Unstructured Data Analysis with BigQuery ML

Subscribe to our monthly newsletter to get the latest updates in your inbox

Google announced unstructured data analysis is available directly within BigQuery ML. This announcement means we can feed images, videos and documents into machine learning models that allow us to perform detailed analyses. The fact this is available in BigQuery means this is all done using SQL—a feat previously only available with advanced coding skills using ML frameworks like Tensorflow. 

In this article, we'll look at how Adswerve applied this new capability for Twiddy & Co, the leading vacation rental provider in the outer banks. Their visual content is critical for guests to find the vacation of their dreams. This project took Twiddy's in-house SQL skills and applied that to state-of-the-art machine-learning image analysis. 

https://www.youtube.com/watch?v=TYKANQTNSfM&t

BQML Unstructured Data Overview

A picture is worth a thousand words and many more data points. Unstructured data analysis unlocks information hidden within complex objects – including images, audio, videos and documents. Currently, this capability is difficult and scarce. It’s also cutting edge, which comes with positives and negatives.

BigQuery has been able to serve custom Tensorflow models for years. However, the input was always tabular. For the first time, this capability is available with unstructured inputs. Using BigLake to mount to GCS, we have new Object Tables that can query the unstructured file's data and metadata. 

Graphic representation of BigQuery workflow using its unstructued inputs capability.

Security and governance come included. BigLake plugs into Dataplex for management at scale. Additionally, you inherit BigQuery access management, including row-level security

Framing the Machine Learning Problem

There is much to say on this topic. Still, for this article, we'll keep it very brief: 

Unstructured data analysis is great fun when you’re using baseline models, but pre-trained models only get you so far: given an input, they output prediction. In our case, that’s vacation rentals' featured images. We can and will analyze these outputs, but we need a model that improves the customer experience.
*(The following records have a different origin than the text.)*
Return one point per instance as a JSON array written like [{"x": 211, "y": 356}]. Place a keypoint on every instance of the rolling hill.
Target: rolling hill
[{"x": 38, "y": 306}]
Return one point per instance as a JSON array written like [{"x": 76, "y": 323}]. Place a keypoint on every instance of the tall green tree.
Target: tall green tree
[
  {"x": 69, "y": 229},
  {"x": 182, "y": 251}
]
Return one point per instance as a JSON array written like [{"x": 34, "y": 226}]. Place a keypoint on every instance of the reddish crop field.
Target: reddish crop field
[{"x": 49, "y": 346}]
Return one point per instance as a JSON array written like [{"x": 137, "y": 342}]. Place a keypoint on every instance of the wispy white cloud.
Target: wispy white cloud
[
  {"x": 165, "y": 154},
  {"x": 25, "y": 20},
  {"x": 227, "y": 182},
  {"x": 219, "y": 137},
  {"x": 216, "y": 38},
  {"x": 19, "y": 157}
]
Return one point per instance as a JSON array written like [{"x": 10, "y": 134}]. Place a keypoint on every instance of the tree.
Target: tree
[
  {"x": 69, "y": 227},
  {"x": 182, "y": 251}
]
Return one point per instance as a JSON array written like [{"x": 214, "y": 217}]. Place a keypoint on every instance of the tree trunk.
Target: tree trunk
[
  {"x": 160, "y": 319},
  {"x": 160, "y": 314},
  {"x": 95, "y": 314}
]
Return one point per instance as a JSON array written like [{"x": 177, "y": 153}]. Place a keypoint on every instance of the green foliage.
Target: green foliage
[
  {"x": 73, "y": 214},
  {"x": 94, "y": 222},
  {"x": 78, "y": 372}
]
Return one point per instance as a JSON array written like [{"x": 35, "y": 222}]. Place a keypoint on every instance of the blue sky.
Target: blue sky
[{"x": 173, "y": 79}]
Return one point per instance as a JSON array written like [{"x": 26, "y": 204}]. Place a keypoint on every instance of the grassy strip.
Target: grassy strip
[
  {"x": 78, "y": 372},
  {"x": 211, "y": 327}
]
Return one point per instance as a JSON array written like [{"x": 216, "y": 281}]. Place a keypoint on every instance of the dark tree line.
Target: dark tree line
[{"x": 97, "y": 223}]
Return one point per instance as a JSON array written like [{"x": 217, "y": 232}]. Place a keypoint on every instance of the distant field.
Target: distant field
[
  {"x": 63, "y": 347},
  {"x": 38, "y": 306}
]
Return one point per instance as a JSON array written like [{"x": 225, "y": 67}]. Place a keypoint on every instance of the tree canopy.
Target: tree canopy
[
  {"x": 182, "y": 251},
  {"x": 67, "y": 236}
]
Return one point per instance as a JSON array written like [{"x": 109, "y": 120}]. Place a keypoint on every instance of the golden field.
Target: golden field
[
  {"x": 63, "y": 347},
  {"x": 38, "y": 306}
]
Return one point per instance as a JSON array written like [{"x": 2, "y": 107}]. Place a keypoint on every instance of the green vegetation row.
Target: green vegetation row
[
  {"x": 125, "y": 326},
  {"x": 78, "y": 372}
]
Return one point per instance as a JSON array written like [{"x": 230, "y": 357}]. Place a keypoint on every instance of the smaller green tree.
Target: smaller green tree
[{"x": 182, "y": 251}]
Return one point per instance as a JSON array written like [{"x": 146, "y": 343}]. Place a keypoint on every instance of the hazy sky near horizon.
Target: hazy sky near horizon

To do this, we enhance the experience by selecting the best featured image. This is the challenge before us.

We built a SQL pipeline to deliver this capability. This is a great new skill for the many SQL analysts at Twiddy, and Adswerve is excited to share how we did it and what comes next.

Example Prediction Pipeline

For our example, we're going to run an image through a baseline image classification model. We’ll serve the model within BQML, and we'll use ML.PREDICT() to run inference against image data in the Object Table and retrieve image labels and feature vectors from machine learning models. 

Prerequisite: Load images to a Cloud Storage bucket

To get started, we'll upload some images from our website CDN to Google Cloud Storage using the gsutil command line tool. You can install this locally on your computer with the Google Cloud SDK or access it remotely using Colab or Cloud Shell:

> gsutil cp /CDN/www/images/*.jpg gs://bqml-demo/images

Here are a handful of the images we'll be using later on in our prediction pipeline:

Example of a handful of images used in BigQuery prediction pipeline.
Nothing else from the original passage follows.